All my life this has been said to me, and yet, it needs saying. I’m less shocked by the bad behaviour I hear about, as people will always make excuses to blame the outsider, but what really bothered me was the story of a village in Poland where the Catholics all helped and protected their Jewish neighbours, and enabled them to escape, but were terrified that their priest would condemn them for being disloyal to their faith. How do people get their faith so mixed up?
Actually the story of the Passion has been a fairly constant example of how people often get their faith mixed up. From a sado-masochistic wallowing in the suffering and pain involved, to the interpretation of God as a strict legalistic tit-for-tat lawyer demanding that someone has to die because of the Fall, from the blaming and name-calling to the emotional blackmail that D H Lawrence describes when he imagines Christ saying, “I got this for you, Ursula Brangwen, now shut up and do as you are told”, there have always been fairly dysfunctional presentations of a story that is meant to be about liberation, about forgiveness, compassion and new life.

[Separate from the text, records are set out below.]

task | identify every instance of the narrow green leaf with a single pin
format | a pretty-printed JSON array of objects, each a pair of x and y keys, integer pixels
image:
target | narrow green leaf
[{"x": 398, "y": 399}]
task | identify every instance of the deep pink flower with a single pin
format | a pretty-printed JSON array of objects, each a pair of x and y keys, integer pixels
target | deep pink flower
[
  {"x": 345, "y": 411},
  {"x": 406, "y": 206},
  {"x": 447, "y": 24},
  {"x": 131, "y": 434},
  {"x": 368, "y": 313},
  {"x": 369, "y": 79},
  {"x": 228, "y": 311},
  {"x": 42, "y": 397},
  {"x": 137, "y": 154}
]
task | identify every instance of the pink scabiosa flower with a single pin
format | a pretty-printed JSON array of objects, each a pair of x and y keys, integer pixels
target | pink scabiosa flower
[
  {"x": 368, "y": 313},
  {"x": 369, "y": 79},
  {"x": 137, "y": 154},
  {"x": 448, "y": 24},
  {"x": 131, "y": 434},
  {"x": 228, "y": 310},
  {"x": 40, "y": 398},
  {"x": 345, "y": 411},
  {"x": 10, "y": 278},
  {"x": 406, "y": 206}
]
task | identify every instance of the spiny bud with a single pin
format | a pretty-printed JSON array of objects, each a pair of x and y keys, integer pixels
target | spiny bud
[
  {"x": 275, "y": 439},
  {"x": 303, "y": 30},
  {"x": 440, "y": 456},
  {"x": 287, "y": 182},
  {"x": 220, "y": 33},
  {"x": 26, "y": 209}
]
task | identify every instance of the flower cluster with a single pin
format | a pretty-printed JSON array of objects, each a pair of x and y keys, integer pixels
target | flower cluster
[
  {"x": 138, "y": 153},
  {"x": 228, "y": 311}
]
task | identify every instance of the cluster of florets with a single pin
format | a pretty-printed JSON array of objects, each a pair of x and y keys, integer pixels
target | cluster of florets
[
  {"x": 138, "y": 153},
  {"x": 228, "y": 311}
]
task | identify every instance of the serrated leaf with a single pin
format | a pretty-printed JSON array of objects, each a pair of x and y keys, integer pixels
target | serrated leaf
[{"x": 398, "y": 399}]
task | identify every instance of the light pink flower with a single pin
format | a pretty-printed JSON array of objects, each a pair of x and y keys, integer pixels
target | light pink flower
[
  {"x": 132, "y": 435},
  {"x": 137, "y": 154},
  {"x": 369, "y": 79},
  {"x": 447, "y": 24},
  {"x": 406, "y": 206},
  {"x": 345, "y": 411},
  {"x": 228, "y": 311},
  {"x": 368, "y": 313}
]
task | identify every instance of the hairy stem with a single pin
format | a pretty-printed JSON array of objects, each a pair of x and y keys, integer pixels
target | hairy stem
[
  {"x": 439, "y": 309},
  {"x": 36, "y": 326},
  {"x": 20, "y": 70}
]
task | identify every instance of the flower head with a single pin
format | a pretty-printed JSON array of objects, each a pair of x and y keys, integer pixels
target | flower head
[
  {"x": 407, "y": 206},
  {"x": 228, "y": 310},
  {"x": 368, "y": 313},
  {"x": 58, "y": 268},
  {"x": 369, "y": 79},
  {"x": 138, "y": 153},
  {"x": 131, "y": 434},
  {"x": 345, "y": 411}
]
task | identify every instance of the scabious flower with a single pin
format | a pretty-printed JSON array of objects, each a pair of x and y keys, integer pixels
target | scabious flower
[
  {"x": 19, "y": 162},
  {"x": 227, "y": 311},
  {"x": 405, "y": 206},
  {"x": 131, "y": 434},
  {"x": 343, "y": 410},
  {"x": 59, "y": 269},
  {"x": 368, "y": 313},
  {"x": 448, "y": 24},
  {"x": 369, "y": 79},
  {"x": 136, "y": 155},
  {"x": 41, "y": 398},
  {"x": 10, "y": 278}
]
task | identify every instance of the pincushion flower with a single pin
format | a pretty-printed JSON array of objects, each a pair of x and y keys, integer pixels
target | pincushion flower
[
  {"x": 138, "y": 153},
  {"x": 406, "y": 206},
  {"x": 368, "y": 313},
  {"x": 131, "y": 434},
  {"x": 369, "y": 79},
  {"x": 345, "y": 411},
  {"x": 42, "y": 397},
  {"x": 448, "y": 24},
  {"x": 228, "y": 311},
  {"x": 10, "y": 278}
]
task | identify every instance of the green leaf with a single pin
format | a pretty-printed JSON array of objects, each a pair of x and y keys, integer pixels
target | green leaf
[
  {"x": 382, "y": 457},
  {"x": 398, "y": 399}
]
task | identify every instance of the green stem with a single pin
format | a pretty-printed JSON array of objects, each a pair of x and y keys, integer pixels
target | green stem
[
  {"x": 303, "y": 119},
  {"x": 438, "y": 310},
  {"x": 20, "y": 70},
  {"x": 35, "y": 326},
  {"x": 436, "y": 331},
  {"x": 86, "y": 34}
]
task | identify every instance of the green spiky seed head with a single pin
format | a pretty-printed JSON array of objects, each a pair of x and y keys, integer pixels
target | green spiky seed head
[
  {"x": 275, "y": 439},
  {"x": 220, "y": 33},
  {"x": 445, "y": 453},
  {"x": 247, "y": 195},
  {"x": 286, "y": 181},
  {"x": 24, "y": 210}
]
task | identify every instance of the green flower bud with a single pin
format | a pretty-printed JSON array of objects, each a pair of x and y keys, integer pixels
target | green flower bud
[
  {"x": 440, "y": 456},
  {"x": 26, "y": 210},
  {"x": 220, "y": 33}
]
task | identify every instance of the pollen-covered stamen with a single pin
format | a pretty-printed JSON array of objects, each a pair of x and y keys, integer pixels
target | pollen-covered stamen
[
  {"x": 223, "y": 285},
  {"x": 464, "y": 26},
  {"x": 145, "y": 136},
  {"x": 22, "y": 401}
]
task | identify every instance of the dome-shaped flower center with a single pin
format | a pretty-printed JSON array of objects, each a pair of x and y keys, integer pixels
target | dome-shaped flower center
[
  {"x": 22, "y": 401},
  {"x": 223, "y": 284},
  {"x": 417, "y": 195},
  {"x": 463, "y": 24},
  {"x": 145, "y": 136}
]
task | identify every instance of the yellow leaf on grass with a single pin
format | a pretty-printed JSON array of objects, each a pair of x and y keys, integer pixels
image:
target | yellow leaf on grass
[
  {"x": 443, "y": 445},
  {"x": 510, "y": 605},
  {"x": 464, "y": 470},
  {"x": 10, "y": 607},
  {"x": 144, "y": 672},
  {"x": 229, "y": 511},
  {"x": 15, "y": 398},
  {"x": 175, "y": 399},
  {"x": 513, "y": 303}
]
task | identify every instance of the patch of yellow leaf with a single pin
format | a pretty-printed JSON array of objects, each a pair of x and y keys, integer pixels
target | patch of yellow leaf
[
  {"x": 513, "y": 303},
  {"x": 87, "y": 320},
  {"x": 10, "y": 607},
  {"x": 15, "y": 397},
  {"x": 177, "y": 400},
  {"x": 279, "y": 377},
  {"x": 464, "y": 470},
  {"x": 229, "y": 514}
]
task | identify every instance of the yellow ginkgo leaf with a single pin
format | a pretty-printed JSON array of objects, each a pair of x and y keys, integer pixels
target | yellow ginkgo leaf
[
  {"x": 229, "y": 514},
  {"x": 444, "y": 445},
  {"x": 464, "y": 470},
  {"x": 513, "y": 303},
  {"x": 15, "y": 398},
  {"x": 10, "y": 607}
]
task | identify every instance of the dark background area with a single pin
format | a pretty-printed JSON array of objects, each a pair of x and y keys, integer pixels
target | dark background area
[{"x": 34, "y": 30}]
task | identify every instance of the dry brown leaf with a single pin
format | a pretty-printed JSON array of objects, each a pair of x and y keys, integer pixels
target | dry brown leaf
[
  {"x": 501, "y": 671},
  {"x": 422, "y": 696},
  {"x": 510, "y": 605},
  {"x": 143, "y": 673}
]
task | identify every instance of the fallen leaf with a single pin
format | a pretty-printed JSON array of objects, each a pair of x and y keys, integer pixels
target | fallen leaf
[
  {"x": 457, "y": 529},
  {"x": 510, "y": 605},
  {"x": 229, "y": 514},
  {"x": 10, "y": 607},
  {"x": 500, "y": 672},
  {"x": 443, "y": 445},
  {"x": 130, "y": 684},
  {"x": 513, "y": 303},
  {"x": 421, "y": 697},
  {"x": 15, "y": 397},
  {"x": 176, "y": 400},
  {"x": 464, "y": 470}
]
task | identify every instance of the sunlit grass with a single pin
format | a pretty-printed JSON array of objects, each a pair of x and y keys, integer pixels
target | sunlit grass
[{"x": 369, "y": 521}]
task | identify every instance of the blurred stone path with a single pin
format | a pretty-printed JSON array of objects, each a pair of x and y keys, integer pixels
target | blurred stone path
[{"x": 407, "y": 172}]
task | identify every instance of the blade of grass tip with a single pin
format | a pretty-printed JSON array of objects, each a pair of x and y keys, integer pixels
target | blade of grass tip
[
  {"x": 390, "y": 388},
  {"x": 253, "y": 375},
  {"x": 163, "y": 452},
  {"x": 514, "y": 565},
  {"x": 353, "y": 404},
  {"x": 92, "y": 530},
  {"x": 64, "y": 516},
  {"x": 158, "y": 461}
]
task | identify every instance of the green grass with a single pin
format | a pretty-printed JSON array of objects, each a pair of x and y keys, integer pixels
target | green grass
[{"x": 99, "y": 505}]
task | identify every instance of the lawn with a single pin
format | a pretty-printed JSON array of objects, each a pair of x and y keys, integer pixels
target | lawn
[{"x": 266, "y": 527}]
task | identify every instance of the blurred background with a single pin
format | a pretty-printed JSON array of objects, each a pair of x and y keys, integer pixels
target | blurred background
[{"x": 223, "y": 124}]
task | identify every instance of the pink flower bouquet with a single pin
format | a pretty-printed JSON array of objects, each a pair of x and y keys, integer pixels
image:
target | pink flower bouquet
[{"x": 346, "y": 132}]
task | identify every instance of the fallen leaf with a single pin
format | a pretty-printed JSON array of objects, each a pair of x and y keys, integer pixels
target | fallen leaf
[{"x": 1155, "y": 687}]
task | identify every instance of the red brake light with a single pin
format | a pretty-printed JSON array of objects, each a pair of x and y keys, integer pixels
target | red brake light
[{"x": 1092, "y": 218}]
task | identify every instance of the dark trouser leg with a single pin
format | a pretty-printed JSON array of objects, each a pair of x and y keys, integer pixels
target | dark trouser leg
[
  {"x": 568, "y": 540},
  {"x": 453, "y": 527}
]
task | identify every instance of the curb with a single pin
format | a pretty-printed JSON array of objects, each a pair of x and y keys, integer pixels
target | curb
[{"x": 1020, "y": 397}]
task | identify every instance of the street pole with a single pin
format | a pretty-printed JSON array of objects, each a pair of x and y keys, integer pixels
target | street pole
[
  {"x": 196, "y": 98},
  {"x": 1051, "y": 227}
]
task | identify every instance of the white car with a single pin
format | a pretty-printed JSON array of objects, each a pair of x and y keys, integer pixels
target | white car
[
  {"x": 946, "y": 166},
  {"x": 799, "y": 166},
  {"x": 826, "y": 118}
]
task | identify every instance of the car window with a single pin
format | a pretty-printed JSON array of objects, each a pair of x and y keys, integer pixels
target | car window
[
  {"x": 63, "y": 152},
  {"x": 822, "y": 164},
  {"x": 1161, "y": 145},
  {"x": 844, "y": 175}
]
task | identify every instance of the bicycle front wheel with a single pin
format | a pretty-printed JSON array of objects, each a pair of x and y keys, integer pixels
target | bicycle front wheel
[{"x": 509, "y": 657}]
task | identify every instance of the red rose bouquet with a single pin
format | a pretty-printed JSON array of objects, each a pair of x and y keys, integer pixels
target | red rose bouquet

But then, what really crucified Jesus was the dysfunctional views of our relationship with God – our fear that religion demands more than we are capable of giving, that it means conforming, no matter what the pain, that it is about punishment and rejection, and suffering for the cause. Let’s not pretend that faith is all sweetness and light, consolation and reward – it can be demanding, and integrity can be painful. The way out of the messes we get ourselves into is no walk in the park. But it is, genuinely, a way out. Easter is the Good News, after all!
I wish all of you – Christians of all traditions, observers of all faiths and none, some good news, some liberation from what grieves you, some spring-time joy and new life. Happy Easter!